Li also predicts that, during the first two weeks after the halving, “the speed of Bitcoin block generation will drop sharply, and the speed of Bitcoin transaction confirmations will decrease.”
As for how many mining machines will likely go offline after the halving, Li says that, for the industry as a whole, he foresees “40% or even more mining machines switching off in the first two weeks after the halving,” assuming that the BTC price remains stable.
But after these two initial weeks, Li suggests we will witness a gradual re-equilibration. “The hashrate and mining difficulty will be dynamically adjusted and reach a balance eventually,” he predicts. “At that time, the BTC network hashrate will stabilize between 65% -75% before halving.”
Different market positions
Of course, not all miners and mining pools share exactly the same outlook as F2Pool. For example, OKEx Pool is hoping to switch off less than 40% of its mining capacity.
“Our mining capacity and hashrate will remain nearly unaffected even if the bitcoin price reaches a lower level,” says Alysa Xu, the chief strategy officer at OKEx.
“I believe Antminer S9 will be the first lower-end mining rig model to be shut off since they make up about 30%-40% of the total Bitcoin hashrate. However, more than 90% of our users mine Bitcoin with higher-end models instead, such as Whatsminer M20S, Whatsminer M21S, and Antminer S17.”
As with Li, Xu says that, eventually, a new state of equilibrium will sooner or later follow, even with larger dips in bitcoin’s price.
Likewise, BitRiver – a Russia-based provider of co-location services for Bitcoin mining – is also expecting the Bitcoin halving to have a more modest impact on its operations.
“Only 15-20% of our total capacity would be under question here if the price dropped lower than our lowest estimates,” says CEO Igor Runets. “With access to likely the lowest electricity costs in the world and with advance risk calculations […] we are in a position to provide our clients with comfortable financial terms to phase out older generation hardware.”

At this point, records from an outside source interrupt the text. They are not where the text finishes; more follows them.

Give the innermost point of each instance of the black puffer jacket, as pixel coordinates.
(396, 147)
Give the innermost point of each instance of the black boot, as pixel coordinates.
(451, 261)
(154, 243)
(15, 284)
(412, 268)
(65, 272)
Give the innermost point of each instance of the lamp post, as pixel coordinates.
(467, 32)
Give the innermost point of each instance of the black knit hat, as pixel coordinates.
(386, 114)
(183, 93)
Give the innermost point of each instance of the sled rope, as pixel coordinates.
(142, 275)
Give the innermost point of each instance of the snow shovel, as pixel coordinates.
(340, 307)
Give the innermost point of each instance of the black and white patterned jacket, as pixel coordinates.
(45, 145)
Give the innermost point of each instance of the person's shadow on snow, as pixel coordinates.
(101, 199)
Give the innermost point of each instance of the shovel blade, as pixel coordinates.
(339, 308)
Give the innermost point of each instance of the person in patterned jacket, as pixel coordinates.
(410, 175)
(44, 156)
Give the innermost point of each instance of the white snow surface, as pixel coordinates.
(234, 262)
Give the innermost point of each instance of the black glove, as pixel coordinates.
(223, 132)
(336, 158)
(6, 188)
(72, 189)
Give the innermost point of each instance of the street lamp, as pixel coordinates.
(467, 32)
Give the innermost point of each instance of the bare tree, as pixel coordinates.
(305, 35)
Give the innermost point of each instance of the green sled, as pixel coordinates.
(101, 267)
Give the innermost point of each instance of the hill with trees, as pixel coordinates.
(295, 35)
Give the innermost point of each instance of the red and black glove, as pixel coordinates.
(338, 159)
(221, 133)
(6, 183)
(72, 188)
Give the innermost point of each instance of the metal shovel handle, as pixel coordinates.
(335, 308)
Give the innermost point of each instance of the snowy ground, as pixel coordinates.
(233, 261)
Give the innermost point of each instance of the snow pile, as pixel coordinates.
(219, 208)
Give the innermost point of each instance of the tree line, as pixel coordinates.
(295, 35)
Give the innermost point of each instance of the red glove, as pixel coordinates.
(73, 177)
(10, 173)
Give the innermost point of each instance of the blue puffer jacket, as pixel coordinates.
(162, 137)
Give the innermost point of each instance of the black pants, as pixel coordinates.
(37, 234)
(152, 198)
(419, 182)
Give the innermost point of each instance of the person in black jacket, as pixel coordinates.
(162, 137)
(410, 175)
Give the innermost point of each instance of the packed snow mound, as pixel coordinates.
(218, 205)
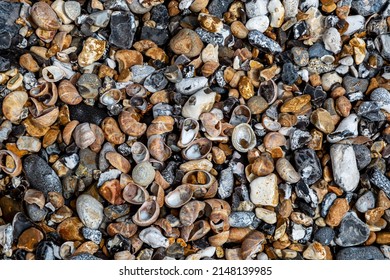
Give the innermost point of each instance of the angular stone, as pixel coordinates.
(308, 165)
(352, 231)
(360, 253)
(345, 170)
(123, 28)
(264, 191)
(40, 175)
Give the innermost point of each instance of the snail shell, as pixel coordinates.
(243, 138)
(179, 196)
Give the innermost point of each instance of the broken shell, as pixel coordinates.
(68, 93)
(179, 196)
(52, 74)
(135, 194)
(110, 97)
(44, 16)
(153, 237)
(130, 125)
(188, 132)
(13, 167)
(241, 114)
(83, 136)
(198, 149)
(158, 149)
(211, 124)
(243, 138)
(13, 105)
(147, 214)
(191, 211)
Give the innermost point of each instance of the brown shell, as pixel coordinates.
(68, 93)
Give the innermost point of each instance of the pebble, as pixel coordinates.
(360, 253)
(324, 235)
(40, 175)
(259, 23)
(241, 219)
(264, 191)
(90, 211)
(345, 170)
(308, 165)
(352, 231)
(264, 43)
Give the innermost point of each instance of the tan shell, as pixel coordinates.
(13, 105)
(16, 165)
(135, 194)
(44, 16)
(68, 93)
(147, 214)
(179, 196)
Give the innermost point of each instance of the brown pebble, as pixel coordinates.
(336, 212)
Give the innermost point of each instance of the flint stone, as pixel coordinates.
(90, 211)
(9, 13)
(241, 219)
(360, 253)
(123, 28)
(365, 202)
(379, 180)
(264, 43)
(40, 175)
(85, 113)
(345, 170)
(352, 231)
(308, 165)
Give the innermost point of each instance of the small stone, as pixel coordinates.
(123, 28)
(40, 175)
(337, 211)
(300, 56)
(345, 170)
(264, 191)
(289, 74)
(90, 211)
(308, 165)
(241, 219)
(324, 235)
(360, 253)
(332, 40)
(352, 231)
(322, 120)
(186, 42)
(264, 43)
(259, 23)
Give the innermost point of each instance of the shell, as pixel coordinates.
(158, 149)
(130, 125)
(191, 211)
(68, 93)
(83, 135)
(241, 114)
(16, 167)
(44, 16)
(147, 214)
(13, 105)
(198, 149)
(243, 138)
(135, 194)
(211, 124)
(110, 97)
(189, 131)
(52, 74)
(179, 196)
(140, 152)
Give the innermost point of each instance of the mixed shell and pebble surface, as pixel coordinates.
(195, 129)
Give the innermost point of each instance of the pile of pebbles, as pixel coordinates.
(195, 129)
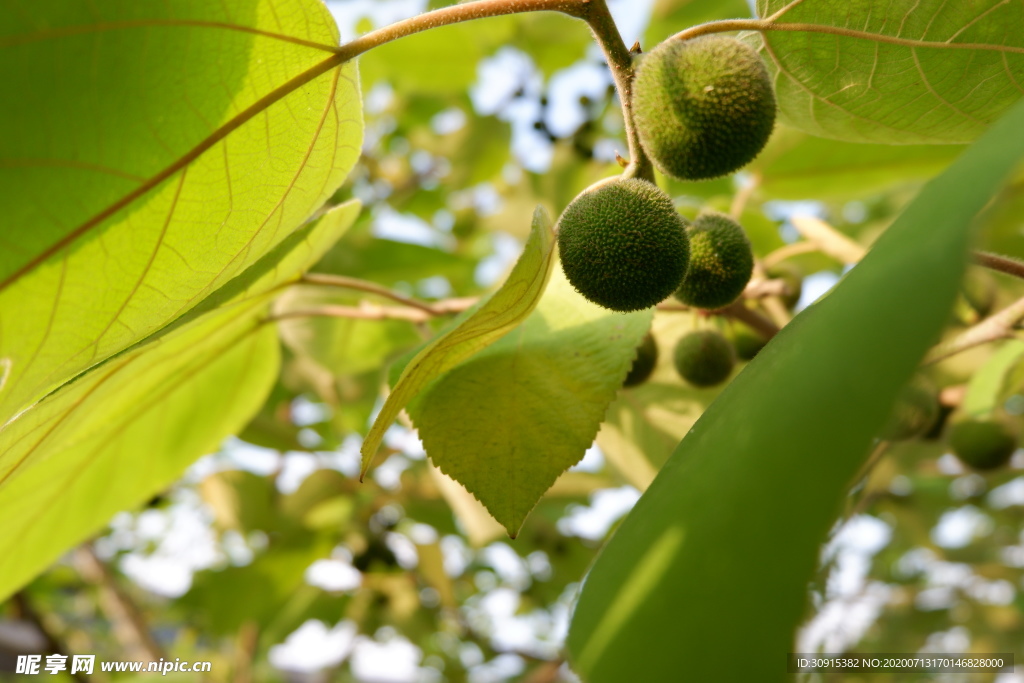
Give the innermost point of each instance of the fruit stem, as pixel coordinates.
(621, 65)
(1005, 264)
(997, 326)
(456, 14)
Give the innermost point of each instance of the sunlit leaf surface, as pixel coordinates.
(719, 551)
(201, 135)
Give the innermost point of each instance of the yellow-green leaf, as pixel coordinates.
(125, 430)
(154, 151)
(494, 318)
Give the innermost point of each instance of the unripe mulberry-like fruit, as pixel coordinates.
(644, 364)
(983, 444)
(623, 245)
(721, 262)
(704, 108)
(915, 412)
(705, 358)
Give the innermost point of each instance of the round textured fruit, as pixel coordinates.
(644, 364)
(984, 444)
(623, 245)
(704, 108)
(915, 412)
(721, 262)
(705, 358)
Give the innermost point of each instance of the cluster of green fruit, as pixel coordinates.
(705, 108)
(702, 358)
(982, 442)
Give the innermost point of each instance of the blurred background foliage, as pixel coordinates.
(270, 560)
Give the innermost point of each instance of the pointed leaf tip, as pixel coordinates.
(491, 321)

But aside from reducing hashrate and dropping older hardware, how will miners adapt to the Bitcoin halving, particularly in cases where the price of BTC plunges?
“We have prepared some methods to increase mining revenue,” explains Qingfei Li. “The most direct one is the ‘BTC/BCH/BSV Auto-Switch’ function, which allows miners to keep mining the highest profitable coins and greatly improving the mining revenue.”
There’s also a possibility that some miners may sell their stocks of bitcoin in order to maintain cash flow during periods of reduced (or negative) profit. However, at least some miners say they’re unlikely to do this.
“We do not hold large stocks of BTC, but estimate that BTC and other scarce assets will continue attracting investors even when other markets generate losses,” says Igor Runets.
F2Pool’s Qingfei Li also believes that rising demand for bitcoin will compensate for the halving. Meanwhile, BitRiver’s Igor Runets says that other strategies besides offloading bitcoin will help miners maintain revenue streams.
“We offer a risk hedging service on OKEx Pool to help miners secure yields in advance with a maximum period of up to 180 days,” he explains.” They can lock in profits by hedging in a bearish market.”
Runets also hopes that bitcoin should appreciate in value over the longer term as it did after the two previous halvings. If this is the case, even if miners may have a rough few weeks following the Bitcoin halving, things will gradually pick up in time.
But as many of you know, past performance is no guarantee of future results. Conditions today are not the same as they were during the earlier halvings in 2012 and 2016 when Bitcoin was less mature and less known.
“There exist various differences to consider regarding the 2020 halving; such as less mining operator influence today vs prior halvings, general market risk associated with economic decline around the COVID-19 crisis, and increased mining cost efficiencies to levels greater than we anticipated as well as other factors,” according to TradeBlocks.
Also, the world doesn’t stop here – there are another 23 days prior to the halving estimated on May 12.